Charles Blow: “It is almost unconscionable to think of a president who didn’t believe in God. In fact, a poll last year by the Pew Research Center found that not believing in God was the most negative trait a presidential candidate could have among a variety of options, even more negative than having an extramarital affair.”
“Furthermore, in the House and Senate at the beginning of this session of Congress, 92 percent of members were Christian, 5 percent were Jewish, 0.4 percent each were Buddhist and Muslim and just 0.2 percent were unaffiliated.”
“But how long can this overrepresentation of Christianity and underrepresentation of the unaffiliated last in government?

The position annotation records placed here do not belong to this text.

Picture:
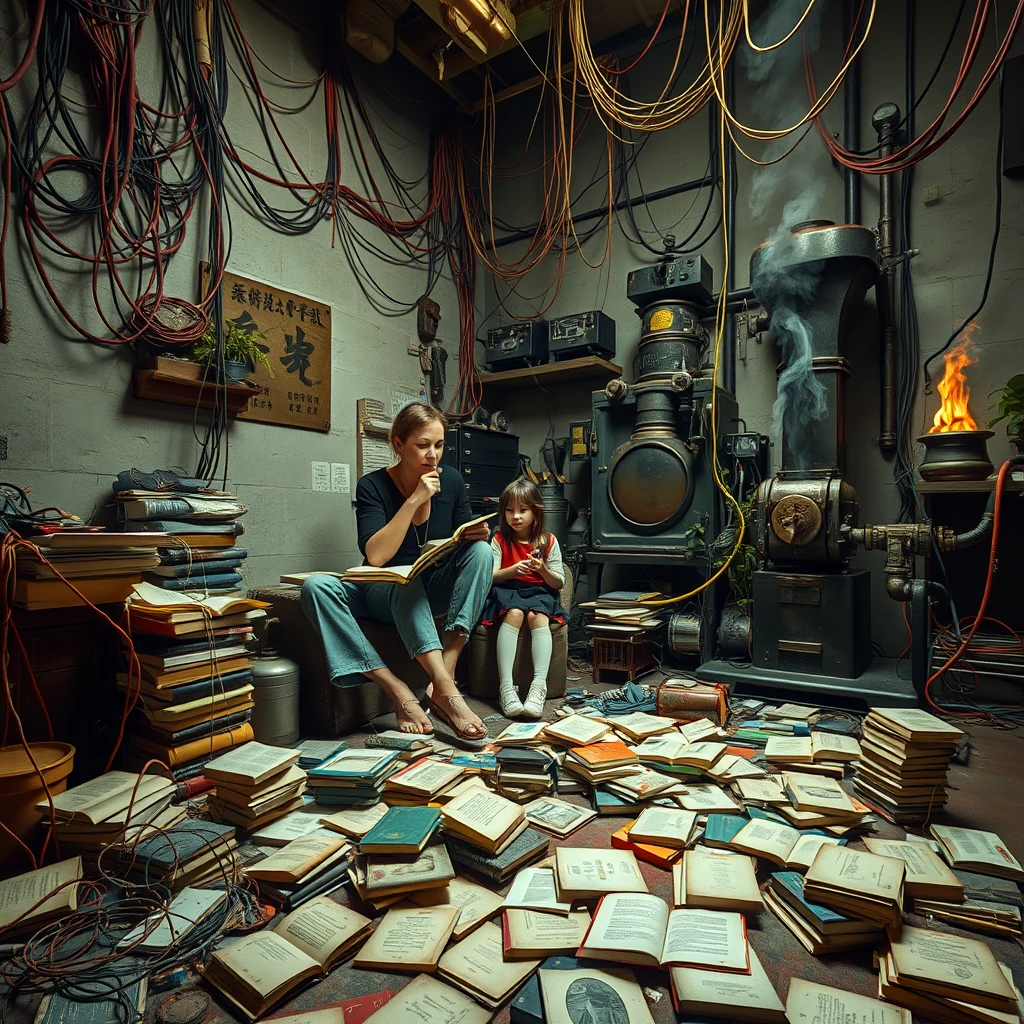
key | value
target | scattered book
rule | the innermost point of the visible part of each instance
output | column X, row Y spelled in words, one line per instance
column 716, row 881
column 724, row 993
column 477, row 966
column 639, row 928
column 409, row 939
column 570, row 996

According to a Pew report released last week, “The Christian share of the U.S. population is declining, while the number of U.S. adults who do not identify with any organized religion is growing.” In fact, the percentage of adults who “describe themselves as Christians has dropped by nearly eight percentage points in just seven years,” from 78.4 percent in 2007 to 70.6 percent in 2014.
“What comes of this idea of a Christian nation as the percentage of Christians drops and the percentage of the unaffiliated rises?”
“If the unaffiliated are to make their presence felt in terms of more representation, it will most likely come on the Democratic side … That time will come, I believe. But for now, unaffiliated is an identity as yet unaware of its power.”